I’m a fan of Kickstarter. Enough to need to develop a spreadsheet tracking where projects I’ve backed are at, and then to turn it into a web-app that’ll get out of soft-release at some point.
Projects have many and variant qualities in communication. Some fall into the famed “silence trap” where the project stops sending out updates because they don’t have anything to say, and then feels they can’t send a small update after such a gap, and the gap grows in proportion to the desire for more information, so nothing ever gets said again. Some produce weekly updates, even if those are “We fell down a rabbit hole. It was dark, so we came back up. That was this week, sorry”
Hello Incorporated did fairly well at communicating until Christmas, when they announced a reasonable delay on a tight deadline project. Then they stopped communicating. Eventually we got the shipping notification, and then a short note about having some quality control issues, and then nothing again. This in addition to a late-stage decision to split delivery into “USA first, international later” after the originally announced “Backer Order” delivery stages did not make their community any happier. With a recent £25m investor round (Which – because of the laws of tech journalism – is possibly more likely 5m) the primary purpose of their Kickstarter was to create a community around their products, and by not communicating they’ve shot that in the foot somewhat. On the opposite end, you have people like Pebble, who despite a series of Grade-A fuckups, both avoidable and iceburgy in nature managed to keep an interested and dedicated community engaged enough to stay with them. There were malcontents – there always are – but Pebble handled their five month delay with greater aplomb than Hello has.
But that’s a dig at the process, and the process is only a part of the experience. In fact, what the world needs is to split Kickstarter product reviews into three parts, I think. First, the management of the campaign itself, for which I’m going to give Hello a fairly reasonable 5 out of 10. Good on the take-off, engaged on the landing, but a little shakey on the dismount.

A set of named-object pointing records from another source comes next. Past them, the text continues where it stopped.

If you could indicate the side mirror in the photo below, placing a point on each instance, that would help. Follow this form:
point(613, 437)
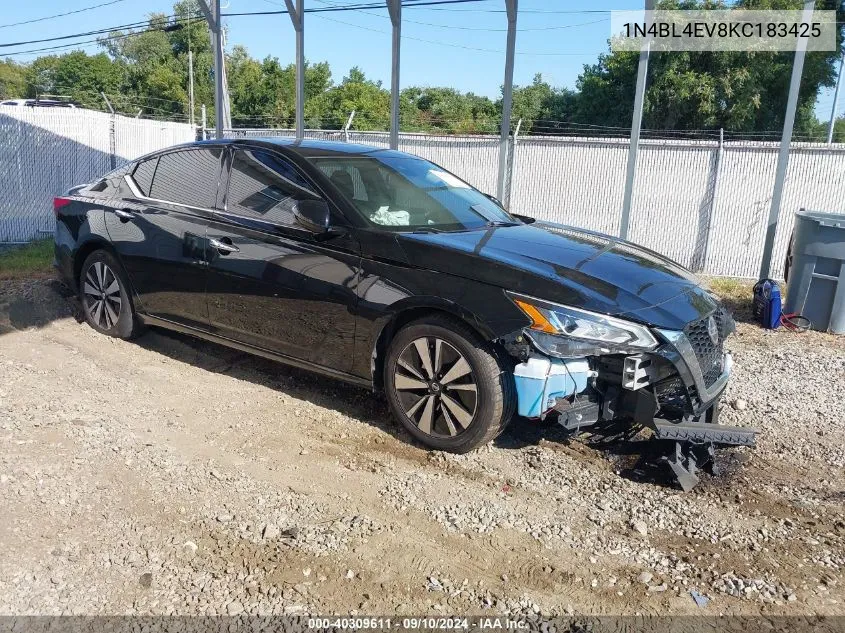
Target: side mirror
point(313, 216)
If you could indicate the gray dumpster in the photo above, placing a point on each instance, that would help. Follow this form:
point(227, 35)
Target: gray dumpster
point(817, 275)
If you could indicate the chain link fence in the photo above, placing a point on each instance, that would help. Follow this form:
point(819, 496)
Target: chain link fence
point(701, 203)
point(45, 151)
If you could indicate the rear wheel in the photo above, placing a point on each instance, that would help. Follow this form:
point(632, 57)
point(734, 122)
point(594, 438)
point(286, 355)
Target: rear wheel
point(104, 293)
point(446, 386)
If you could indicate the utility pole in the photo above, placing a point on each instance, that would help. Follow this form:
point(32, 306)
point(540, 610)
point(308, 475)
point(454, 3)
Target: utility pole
point(636, 124)
point(507, 97)
point(108, 103)
point(191, 84)
point(297, 17)
point(394, 8)
point(786, 139)
point(347, 126)
point(835, 101)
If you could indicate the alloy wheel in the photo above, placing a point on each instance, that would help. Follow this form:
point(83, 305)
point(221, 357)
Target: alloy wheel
point(102, 295)
point(436, 387)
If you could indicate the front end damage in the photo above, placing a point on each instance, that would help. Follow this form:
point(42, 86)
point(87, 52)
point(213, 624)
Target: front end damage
point(672, 387)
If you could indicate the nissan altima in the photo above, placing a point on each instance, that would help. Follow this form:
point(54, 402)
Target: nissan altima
point(383, 269)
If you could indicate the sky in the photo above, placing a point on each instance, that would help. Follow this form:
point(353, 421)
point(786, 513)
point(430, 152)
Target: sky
point(461, 46)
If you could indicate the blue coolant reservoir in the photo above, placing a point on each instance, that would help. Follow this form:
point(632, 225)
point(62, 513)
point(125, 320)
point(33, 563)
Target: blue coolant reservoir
point(541, 380)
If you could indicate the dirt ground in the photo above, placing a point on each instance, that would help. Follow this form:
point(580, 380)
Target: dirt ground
point(169, 475)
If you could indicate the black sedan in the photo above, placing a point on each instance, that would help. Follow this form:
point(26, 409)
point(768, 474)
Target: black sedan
point(383, 269)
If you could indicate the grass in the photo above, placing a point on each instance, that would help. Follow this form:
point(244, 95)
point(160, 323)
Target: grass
point(31, 260)
point(737, 294)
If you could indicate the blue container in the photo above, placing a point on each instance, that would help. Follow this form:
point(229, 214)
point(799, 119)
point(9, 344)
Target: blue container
point(540, 381)
point(767, 303)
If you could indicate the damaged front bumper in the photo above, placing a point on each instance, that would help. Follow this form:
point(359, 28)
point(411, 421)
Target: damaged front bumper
point(674, 390)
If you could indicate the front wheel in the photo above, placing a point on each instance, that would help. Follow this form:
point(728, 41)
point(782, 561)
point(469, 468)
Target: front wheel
point(104, 293)
point(446, 386)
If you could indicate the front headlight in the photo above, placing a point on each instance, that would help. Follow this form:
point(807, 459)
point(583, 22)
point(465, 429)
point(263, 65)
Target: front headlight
point(569, 332)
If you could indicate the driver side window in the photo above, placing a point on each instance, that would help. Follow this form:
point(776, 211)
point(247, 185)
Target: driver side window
point(264, 186)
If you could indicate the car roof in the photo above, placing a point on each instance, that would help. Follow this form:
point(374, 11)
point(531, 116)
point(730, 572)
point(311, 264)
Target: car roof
point(308, 148)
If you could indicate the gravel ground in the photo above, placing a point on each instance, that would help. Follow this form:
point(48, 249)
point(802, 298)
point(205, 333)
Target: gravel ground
point(173, 476)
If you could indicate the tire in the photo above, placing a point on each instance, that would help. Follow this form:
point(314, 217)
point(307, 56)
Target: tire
point(467, 402)
point(107, 307)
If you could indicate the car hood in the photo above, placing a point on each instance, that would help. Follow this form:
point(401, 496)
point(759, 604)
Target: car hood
point(567, 265)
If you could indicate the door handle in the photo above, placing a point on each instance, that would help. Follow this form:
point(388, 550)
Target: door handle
point(124, 215)
point(224, 247)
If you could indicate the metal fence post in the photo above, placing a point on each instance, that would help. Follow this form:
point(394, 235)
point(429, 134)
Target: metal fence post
point(512, 7)
point(394, 8)
point(786, 139)
point(835, 106)
point(699, 261)
point(636, 124)
point(347, 126)
point(112, 143)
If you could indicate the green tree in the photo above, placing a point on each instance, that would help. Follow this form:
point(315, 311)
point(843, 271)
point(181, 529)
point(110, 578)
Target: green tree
point(738, 91)
point(447, 110)
point(76, 75)
point(12, 79)
point(542, 108)
point(368, 98)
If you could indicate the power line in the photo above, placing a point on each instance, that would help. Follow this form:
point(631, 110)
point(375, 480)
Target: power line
point(86, 33)
point(464, 28)
point(61, 15)
point(90, 42)
point(344, 7)
point(450, 44)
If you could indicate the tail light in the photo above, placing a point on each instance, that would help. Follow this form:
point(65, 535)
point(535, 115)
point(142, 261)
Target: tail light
point(59, 203)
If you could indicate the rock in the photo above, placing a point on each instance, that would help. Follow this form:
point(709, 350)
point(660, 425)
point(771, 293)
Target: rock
point(640, 527)
point(234, 608)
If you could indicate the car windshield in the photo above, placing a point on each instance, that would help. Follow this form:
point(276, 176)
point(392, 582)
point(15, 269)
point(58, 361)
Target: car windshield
point(404, 193)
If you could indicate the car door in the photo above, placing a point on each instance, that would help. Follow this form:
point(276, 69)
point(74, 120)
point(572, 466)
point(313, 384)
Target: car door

The second score doesn’t apply here, because it would be for extras beyond the original product. A lot of Kickstarters go heavily into Stretch Goals, which split into Enhancements and Distractions. Both Order of the Stick and Doublefine got into trouble for having too many Distractions – T-Shirts and physical items took up a lot more of their time than expected – whereas project which have focused on a limited and planned set of possible Enhancements have done better, although that’s not without its own set of rabbit holes to fall down. Hello’s Sense campaign stuck with its offering, got 2.5 million of it’s 100k original request, no distractions or enhancements.
Which leaves us with the product itself.
The packaging for the sense is very much inspired by the Apple first-bite-with-the-eye method. A solid black cylinder opens up to a plinth display of the product, all of which lifts to reveal the cables and stuff underneath it. The object itself has a high attention to detail: The product glows with a soft green light when its happy, and a moderate red anger when less so.
Even the Micro-USB cable is custom moulded to sit flush against the case. A simple procedure via the app (for iOS and Android, both respecting their respective UI guidelines, and both well crafted) sets up the device over Bluetooth to connect to Wifi, and then over bluetooth with the sleep pill (Small bluetooth thing you connect to your pillow which does the actual measurement bit).
Though setup, the only problem I had was that the secondary pill for my partner (the packaging for which is the white disc under the black block above) requires a second install of the app on another device, which isn’t compatible with her iPad 2 (because it requires low-power bluetooth, which the iPad 2 & Mini don’t support). I ended up digging out an older Android device to set fyr’s account up on. For two-smartphone households, this wouldn’t be a problem, but it’s not ideal.
But then only sleep remains. It arrived this morning (I was, not without irony, woken up by my sleep tracker arriving. Thanks UPS), so apart from setting it all up I’ve no idea how the tracking does in real life. Right now it’s happily telling me the room is too bright to sleep in, slightly too humid, slightly too bright. None of which is a massive surprise to me. I’ll try it for a week or so (over a fortnight, because we’re out for Empire this weekend) and see how well it works.